'Pacto pelo emprego' expõe divergências
PUBLICAÇÃO
terça-feira, 22 de dezembro de 1998
Das agências 
O protesto contra a política econômica do governo, organizado ontem pela Federação das Indústrias do Estado de São Paulo (Fiesp), lotou o auditório Teatro Popular do Sesi e empolgou a platéia de mais de 600 pessoas, composta basicamente por empresários. Mas apesar do aparente sucesso dessa primeira manifestação em torno do chamado pacto pela produção e pelo emprego, a ausência de importantes lideranças do sindicalismo e de representantes do universo de grandes empresas instaladas em São Paulo tornou claro que as divergências entre os participantes ainda são fortes demais para que o movimento se alastre.
Aparentemente, nenhum grande empresário brasileiro não ligado à entidade aderiu às idéias da Fiesp desta vez. A indústria automobilística - com problemas muito sérios de mercado - não enviou representante. A não participação do setor foi notada pelo presidente da Confederação Nacional dos Metalúrgicos da Central Única dos Trabalhadores (CUT), Heiguiberto Navarro.
A CUT preferiu não enviar seu presidente, Vicente Paulo da Silva, por divergências internas. A central, que tem 2,5 mil sindicatos filiados no País, de inúmeras categorias, acabou representada por apenas meia dúzia de dirigentes de um único sindicato, o dos Metalúrgicos do ABC (leia mais nesta página).
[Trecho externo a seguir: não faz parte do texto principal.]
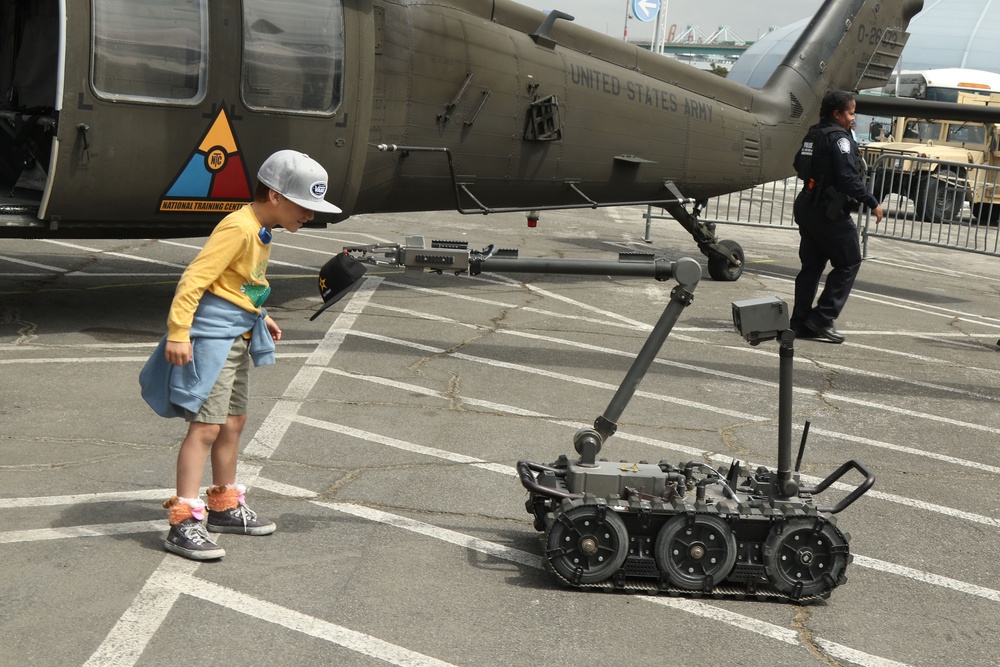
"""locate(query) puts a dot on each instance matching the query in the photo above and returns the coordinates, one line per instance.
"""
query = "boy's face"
(288, 214)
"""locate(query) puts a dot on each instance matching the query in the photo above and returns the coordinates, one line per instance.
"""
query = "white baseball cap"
(298, 178)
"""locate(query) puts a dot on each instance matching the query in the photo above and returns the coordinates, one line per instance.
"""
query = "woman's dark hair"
(835, 100)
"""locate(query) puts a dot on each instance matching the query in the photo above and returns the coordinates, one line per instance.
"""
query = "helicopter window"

Fora da Fiesp, em suas bases, sindicalistas protestavam, por meio de manifestos, contra a adesão do ABC. É o caso dos sindicatos de metalúrgicos de Campinas, de São José dos Campos, de Limeira e ainda da Federação Democrática de Metalúrgicos de Minas Gerais, todos cutistas e todos descontentes com esse pacto. Para eles, alguns dirigentes da CUT estão se prestando ao triste papel de massa de manobra dos empresários.
Na Força Sindical, a situação é ainda mais complicada. O presidente do Sindicato dos Metalúrgicos de São Paulo, Paulo Pereira da Silva, foi ao ato na Fiesp, fez discurso contra a taxa de juros, mas em entrevistas fora do palco deixou claro que a central só acredita na superação da crise por meio de reformas.
O destaque na manifestação foi a participação de políticos de esquerda. O PT compareceu com a maior bancada - 12 deputados, de um total de 37 presentes. Pelo PSDB, o deputado José Aníbal fez uma discreta defesa da política econômica e depois centrou fogo em outro assunto: a agricultura, até então fora da pauta do empresariado.
O manifesto distribuído aos participantes não foi menos polêmico. Tanto assim que as entidades não o assinaram. O sindicalista Pereira explicou que não concordou com os termos do documento, denonimado Mais Produção, Mais Emprego, e por isso recusou-se a subscrevê-lo.
O texto propõe redução imediata da taxa básica de juros para 20% ao ano e manutenção da curva de queda ao longo de 1999. Lembra ainda da necessidade de reforma tributária, sem tocar na reforma da Previdência e da estrutura sindical, nas quais a Força Sindical tem interesse e posições opostas às da CUT.
O presidente da Fiesp, Horácio Lafer Piva, enfrenta resistência de empresários já há uma semana. O presidente da Federação das Indústrias do Rio de Janeiro acusou Piva de irresponsabilidade por julgar que o movimento põe em risco a política econômica do governo. Acusou os empresários paulistas de populismo, e afirmou que a proposta apresentada de redução das taxas de juros poderá agravar a recessão.
Piva reagiu à acusação. Disse que os empresários do Rio certamente então enfrentando as mesmas dificuldades que os paulistas. O presidente da Fiesp conta com a adesão de representantes de outros setores de atividade. Disse que eles só não foram chamados para o ato de ontem porque o tempo era curto e ele temia não ter condições de organizar o movimento adequadamente.
A Fiesp e representantes dos trabalhadores esperam preparar um documento com sugestões alternativas à atual política econômica até meados de janeiro. Até lá deverão ser ouvidos representantes do comércio e do setor de serviços.